Wystarczy spojrzeć co się dzieje, COD ma ELITE na razie nie obowiązkowa usługa, BF3 premium, Sony kombinuje jak na wzór MS wprowadzić dostęp do neta w konsoli tylko odpłatnie. Do czego się to sprowadza? Ano chcą sprawdzić czy gracze są gotowi na abonament i ile są w stanie zapłacić za swoje "uzależnienie".
Tak gry uzależniają widać to po zakupach DLC i pieniądzach jakie są na nie przeznaczane.
Bo jak gry były niezależne od internetu, to były i dopracowane i długie i lepsze, a wydawcy nie byli tak oszukańczo chciwi, by wypuszczać niedoróbki lub pokrojone zlepki gier.
[14]
pasuje to do opisu gier z tej i poprzedniej generacji.
W dupie to mam, ja kupilem , nie chcesz, nie kupuj i graj na tych mapach co sa.
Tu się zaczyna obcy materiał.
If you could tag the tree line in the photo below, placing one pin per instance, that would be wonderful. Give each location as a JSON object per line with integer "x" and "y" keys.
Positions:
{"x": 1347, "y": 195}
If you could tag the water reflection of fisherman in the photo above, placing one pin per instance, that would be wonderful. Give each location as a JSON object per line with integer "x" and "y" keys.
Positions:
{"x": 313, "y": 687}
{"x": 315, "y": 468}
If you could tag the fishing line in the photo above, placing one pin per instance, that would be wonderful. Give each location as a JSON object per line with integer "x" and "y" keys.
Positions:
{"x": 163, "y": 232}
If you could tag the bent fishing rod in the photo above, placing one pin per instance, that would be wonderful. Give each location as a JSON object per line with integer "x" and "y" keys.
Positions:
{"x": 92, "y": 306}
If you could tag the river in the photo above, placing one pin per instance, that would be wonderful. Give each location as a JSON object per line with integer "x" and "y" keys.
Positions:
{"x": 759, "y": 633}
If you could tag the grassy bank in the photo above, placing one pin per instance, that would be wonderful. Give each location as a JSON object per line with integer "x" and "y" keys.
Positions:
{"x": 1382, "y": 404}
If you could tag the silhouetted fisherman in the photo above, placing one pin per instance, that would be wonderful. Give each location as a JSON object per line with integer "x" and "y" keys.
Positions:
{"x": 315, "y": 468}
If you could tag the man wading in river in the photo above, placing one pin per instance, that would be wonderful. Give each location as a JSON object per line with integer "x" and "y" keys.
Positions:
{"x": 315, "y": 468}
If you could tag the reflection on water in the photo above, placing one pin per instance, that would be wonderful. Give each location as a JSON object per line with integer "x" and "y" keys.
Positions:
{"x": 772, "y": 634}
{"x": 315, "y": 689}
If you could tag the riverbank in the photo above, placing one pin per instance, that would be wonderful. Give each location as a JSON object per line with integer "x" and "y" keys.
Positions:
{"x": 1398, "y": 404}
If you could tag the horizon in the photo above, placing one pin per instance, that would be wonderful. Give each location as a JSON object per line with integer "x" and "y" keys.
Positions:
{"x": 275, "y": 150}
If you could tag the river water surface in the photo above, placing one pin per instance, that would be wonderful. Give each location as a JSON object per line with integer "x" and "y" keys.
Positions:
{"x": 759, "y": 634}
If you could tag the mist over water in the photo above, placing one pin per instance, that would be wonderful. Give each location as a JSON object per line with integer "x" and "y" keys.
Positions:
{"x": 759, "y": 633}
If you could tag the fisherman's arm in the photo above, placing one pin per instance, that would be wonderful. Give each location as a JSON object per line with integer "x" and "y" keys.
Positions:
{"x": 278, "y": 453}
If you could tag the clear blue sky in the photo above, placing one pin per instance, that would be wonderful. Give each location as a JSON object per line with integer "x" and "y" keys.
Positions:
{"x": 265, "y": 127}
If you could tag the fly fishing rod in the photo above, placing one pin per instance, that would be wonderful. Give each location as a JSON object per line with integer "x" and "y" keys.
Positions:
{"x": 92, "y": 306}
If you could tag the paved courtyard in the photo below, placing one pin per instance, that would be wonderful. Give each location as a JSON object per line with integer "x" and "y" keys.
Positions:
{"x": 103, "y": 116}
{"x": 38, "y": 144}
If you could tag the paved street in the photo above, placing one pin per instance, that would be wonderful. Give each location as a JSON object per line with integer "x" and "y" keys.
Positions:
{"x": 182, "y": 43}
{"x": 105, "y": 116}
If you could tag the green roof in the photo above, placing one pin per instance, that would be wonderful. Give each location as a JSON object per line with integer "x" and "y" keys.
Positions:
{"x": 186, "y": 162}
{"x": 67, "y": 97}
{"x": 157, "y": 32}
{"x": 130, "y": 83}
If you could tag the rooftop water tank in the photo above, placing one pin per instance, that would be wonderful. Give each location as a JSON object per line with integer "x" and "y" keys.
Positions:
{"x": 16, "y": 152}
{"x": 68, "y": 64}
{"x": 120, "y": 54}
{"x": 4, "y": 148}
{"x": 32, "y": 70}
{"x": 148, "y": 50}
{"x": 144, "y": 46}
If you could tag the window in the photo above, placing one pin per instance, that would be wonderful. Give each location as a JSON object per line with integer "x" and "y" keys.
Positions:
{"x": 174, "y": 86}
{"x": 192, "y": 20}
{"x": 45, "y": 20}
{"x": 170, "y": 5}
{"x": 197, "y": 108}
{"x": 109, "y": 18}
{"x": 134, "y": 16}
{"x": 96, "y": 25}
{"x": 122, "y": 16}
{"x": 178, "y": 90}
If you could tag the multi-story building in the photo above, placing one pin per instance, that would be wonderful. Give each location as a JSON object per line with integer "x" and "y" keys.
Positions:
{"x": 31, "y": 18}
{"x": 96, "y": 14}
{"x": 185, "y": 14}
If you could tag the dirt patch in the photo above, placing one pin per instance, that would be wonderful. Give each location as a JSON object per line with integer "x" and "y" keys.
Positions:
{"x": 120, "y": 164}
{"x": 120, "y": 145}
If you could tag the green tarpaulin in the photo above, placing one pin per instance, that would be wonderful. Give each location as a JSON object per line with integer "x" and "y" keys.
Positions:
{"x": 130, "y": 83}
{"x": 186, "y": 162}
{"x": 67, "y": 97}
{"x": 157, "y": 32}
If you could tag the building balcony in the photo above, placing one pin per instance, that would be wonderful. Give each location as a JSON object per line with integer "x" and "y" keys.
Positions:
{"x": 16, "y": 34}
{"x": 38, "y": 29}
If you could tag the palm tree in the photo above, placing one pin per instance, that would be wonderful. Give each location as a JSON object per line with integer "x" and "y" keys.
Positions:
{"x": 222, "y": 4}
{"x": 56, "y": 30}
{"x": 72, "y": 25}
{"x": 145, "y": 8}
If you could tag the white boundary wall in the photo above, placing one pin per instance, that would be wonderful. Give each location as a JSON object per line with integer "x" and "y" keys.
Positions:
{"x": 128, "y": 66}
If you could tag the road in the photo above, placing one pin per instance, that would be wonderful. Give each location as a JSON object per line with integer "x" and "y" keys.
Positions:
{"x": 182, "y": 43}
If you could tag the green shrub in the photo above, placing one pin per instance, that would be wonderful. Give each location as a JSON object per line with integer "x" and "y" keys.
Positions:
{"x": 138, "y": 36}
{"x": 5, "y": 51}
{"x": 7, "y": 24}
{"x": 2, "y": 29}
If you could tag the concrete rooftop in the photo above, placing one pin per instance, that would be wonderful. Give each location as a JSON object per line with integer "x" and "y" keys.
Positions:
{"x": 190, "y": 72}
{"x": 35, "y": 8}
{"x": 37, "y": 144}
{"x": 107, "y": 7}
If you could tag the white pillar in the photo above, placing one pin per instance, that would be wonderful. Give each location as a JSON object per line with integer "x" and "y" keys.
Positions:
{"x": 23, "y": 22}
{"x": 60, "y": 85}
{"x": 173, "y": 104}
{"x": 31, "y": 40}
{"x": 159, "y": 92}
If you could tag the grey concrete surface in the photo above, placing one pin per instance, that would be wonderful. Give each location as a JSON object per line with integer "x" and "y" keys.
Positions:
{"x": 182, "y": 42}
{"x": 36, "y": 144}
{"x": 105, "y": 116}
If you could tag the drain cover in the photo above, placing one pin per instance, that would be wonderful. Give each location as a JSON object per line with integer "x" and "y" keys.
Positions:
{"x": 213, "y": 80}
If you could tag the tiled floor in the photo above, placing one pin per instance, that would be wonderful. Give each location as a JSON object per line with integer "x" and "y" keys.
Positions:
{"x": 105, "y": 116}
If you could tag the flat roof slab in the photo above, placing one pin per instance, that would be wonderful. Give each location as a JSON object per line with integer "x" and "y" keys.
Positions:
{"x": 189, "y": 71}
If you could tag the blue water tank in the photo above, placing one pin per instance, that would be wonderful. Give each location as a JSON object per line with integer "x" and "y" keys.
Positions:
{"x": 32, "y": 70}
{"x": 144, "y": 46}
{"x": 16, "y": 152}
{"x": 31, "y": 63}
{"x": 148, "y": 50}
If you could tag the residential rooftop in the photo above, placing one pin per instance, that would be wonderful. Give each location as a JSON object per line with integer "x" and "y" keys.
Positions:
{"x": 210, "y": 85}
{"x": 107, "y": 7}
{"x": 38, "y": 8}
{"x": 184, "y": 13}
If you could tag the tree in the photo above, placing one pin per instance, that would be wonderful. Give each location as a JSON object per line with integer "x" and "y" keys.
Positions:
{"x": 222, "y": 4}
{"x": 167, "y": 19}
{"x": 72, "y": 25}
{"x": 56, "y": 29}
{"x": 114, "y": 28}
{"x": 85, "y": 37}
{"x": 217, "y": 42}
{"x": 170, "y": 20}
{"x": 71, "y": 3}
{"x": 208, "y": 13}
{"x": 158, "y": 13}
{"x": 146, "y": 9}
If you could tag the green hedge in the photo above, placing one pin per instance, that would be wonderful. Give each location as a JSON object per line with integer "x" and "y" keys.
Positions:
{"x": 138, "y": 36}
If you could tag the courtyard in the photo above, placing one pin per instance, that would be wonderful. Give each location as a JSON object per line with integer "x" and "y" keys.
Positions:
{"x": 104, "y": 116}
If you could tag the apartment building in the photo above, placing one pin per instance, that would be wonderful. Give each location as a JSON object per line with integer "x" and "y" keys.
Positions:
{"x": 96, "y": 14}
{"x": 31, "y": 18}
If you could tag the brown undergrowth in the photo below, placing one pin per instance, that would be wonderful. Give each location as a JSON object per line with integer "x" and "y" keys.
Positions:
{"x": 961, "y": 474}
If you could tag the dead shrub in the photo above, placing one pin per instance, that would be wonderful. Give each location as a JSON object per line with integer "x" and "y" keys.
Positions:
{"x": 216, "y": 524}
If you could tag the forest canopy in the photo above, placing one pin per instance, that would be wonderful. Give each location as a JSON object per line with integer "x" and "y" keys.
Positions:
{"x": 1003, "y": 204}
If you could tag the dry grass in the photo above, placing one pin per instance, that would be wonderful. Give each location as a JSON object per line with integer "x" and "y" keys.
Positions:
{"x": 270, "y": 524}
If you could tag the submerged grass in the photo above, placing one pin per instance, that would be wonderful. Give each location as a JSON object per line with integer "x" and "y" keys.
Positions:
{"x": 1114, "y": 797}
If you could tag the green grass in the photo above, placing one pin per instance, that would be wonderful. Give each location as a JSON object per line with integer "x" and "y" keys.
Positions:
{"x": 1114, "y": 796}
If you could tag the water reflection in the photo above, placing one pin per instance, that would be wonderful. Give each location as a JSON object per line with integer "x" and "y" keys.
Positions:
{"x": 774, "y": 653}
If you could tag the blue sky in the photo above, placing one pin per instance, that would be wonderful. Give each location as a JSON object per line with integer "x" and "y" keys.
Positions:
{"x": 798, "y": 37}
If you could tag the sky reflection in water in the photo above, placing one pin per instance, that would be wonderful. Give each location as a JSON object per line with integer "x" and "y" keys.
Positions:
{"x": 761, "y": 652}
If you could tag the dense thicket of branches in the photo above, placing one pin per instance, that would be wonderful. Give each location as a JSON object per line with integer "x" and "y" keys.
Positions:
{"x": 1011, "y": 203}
Jakby mieli dawac wszystko to bys na gre czekal do 2020 roku....
[16] <<< No właśnie nie. Ile razy spotkałeś się z sytuacją że już tydzień po premierze były dostępne DLC. W postaci map, broni, misji a nie nowego stroju. Tego nie da się zrobić w tak krótkim czasie. Jestem prawie pewny że w tak 70 % produkcji DLC powstają w tym samym czasie co sama gra. I to jest jawne oszukiwanie.
A druga sprawa to to że za tą stówkę albo lepiej twórcy gier głównie nastawionych na multi jak CoD czy BF powinni się bardziej postarać. I późniejsze rozwinięcia powinny być darmowe.
Bez czytania wątku: [1] - w złe gry po prostu grasz... Square-Enix przy żadnym jRPGu mnie jeszcze nie wydymało :)
nikt nie kaze ci kupowac...
tworcy musza jakos zarabiac... juz nie jest to maly biznes gdzie grupka programistow da sie stworzyc gre...
nikt nie kaze placic.
Square-Enix przy żadnym jRPGu mnie jeszcze nie wydymało :)
Square na żadnym. Square-Enix to już zupełnie inna sprawa, by wspomnieć tylko FFXIII (choć to dymanie na nieco innym poziomie).
Natomiast w temacie wątku powiem szczerze, że zaczynam tracić chęć do kupowania jakichkolwiek gier. Sporo moich ostatnich zakupów okazywało się rozczarowaniem z tego czy innego powodu, na dodatek niektóre pomysły deweloperów są wręcz kuriozalne (single Diablo 3 z 2000ms pingiem, oh yeah). DICE z tym premium do BF3 zraziło mnie do siebie kompletnie, na równi z CODem - a to JEST wyczyn. Nie kupię ani premium, a ni pewnie żadnej kolejnej części. Coraz częściej zaś patrzę na produkcje niezależne na kickstarterze gdzie jest i będzie wiele perełek.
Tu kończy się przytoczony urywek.